As salinas de Maras localizam-se a cerca de 50km de Cuzco (Peru), a mais importante cidade dos Andes. Nas redondezas, também é possível percorrer o Inca Trail, um trekking conhecido no mundo inteiro, que conduz até ao sítio arqueológico de Machu Picchu. Se essa caminhada é o ex-líbris da região, as salinas são, no entanto, um dos pontos de interesse que recomendo vivamente porque não é muito comum ter a possibilidade de descobrir um local acima dos 3000m que nos presenteie com um panorama de sal desta rara beleza. E foi com alguma apreensão que me propus atravessar os socalcos construídos pelos incas, imbuído de grandes expectativas em relação a essas construções escavadas na vertente da montanha. Tinha lido revistas sobre o assunto, visto fotografias, e sempre as desejei. Mas como tudo o que se quer muito na vida, nem sempre o que encontramos corresponde à verdade do que idealizámos. Por isso, após descer por um trilho durante algumas centenas de metros, quando ao virar de uma curva avistei no meio do barro avermelhado das vertentes uma mancha branca como o leite, abri a boca de espanto e concluí que o que tinha à minha frente suplantava a melhor das expectativas. Um conjunto impressionante de 4000 tanques de neve, construídos nos flancos da montanha, em sucessivos patamares que descem ao longo da vertente. Espantoso. As salinas de Maras, como uma noiva à espera da boda, espalhavam os seus folhos de sal cintilante sobre a nudez púrpura da paisagem envolvente.

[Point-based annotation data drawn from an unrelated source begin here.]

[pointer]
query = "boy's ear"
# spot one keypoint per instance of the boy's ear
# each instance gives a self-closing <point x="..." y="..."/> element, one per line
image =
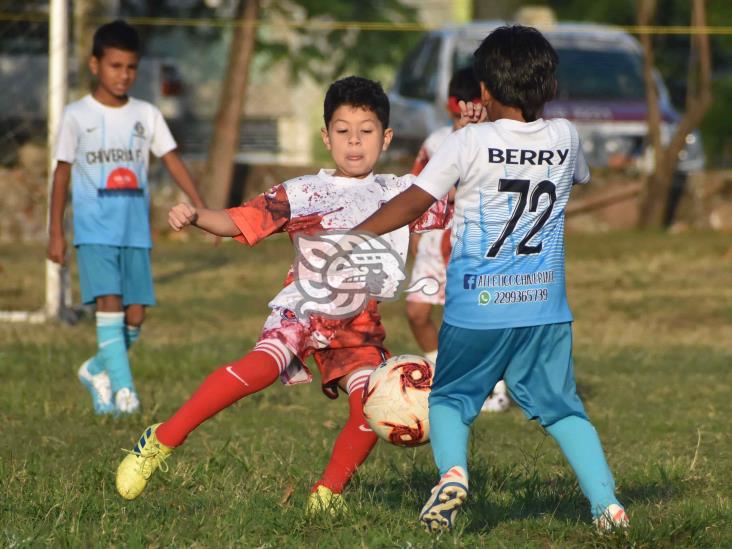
<point x="485" y="94"/>
<point x="94" y="65"/>
<point x="388" y="136"/>
<point x="326" y="138"/>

Numa pequena cabana, após pagar o direito de ingresso, segui por uma vereda lamacenta e escorregadia. As botas rapidamente ficaram pesadas com a lama que entretanto se foi colando à sola. Nas redondezas, ninguém. Só o caminho, e as salinas. Enquanto descia, uma pergunta inquietava-me. Como é que aparecia todo este sal? Encontrei a resposta no curso de um pequeno regato que jorrava das entranhas da montanha. Molhei o dedo na corrente e senti de imediato o calor da água. Uma água mole, morna como a das fontes termais. Um forte sabor a sal queimou-me os lábios, depositando um pequeno resíduo ardente que se dissipou a pouco e pouco com a saliva. Um sal ainda mais salgado que o da água do mar.
O processo para efectuar a recolha desta essência é semelhante ao utilizado em qualquer outra parte do mundo. Aprisionar uma grande quantidade de água em tanques do tamanho de pequenas piscinas, esperar que ela evapore e recolher a massa branca depositada no fundo. Mas aqui, nesta altitude, entre milhares de paredões abruptos, construir tantos tanques, tantas bacias, tem algo de irreal. Os cristais vão solidificando transformando a paisagem numa enorme mancha branca, um branco intenso que contrasta com a cor ferruginosa da terra. Parece que um gigante de dimensões sobrenaturais atirou pela montanha abaixo um enorme balde de tinta e que a mesma foi escorrendo, pintando a encosta com um rasto de brancura.
À medida que descia, as cores iam mudando de tonalidade. Do vermelho ferrugem para o carmim, do castanho doce para o térreo deslavado, e no meio do colorido do piso barrento, os flocos de cristal salgado acumulavam-se sobre as paredes dos tanques. Foi uma das visões mais maravilhosas que já me foram dadas a contemplar. A paisagem transfigurada sob a acção do homem, emocionante de beleza, arte e sentido de sobrevivência humana. Era todo um poema feito de versos brancos em socalcos que se escrevia por baixo dos meus pés, por onde caminhei aturdido com tanta beleza, com tanta magia.
O carreiro desceu para o fundo do vale Urubamba que se abriu subitamente, majestoso, como um vale encantado onde vivem seres de fantasia. Não demorei muito a chegar ao rio onde me esperava um paraíso de verde e frescura. Atravessei uma pequena ponte suspensa e após mais alguns passos, lá estava o meu transporte, à espera.
Enquanto seguíamos pelo Vale Sagrado dos Incas a caminho de Ollantaytambo, disse adeus à mancha de neve que desaparecia ao longe, encovada entre as vertentes de duas montanhas, cada vez mais distante, cada vez menos visível, mas para sempre gravada na minha memória.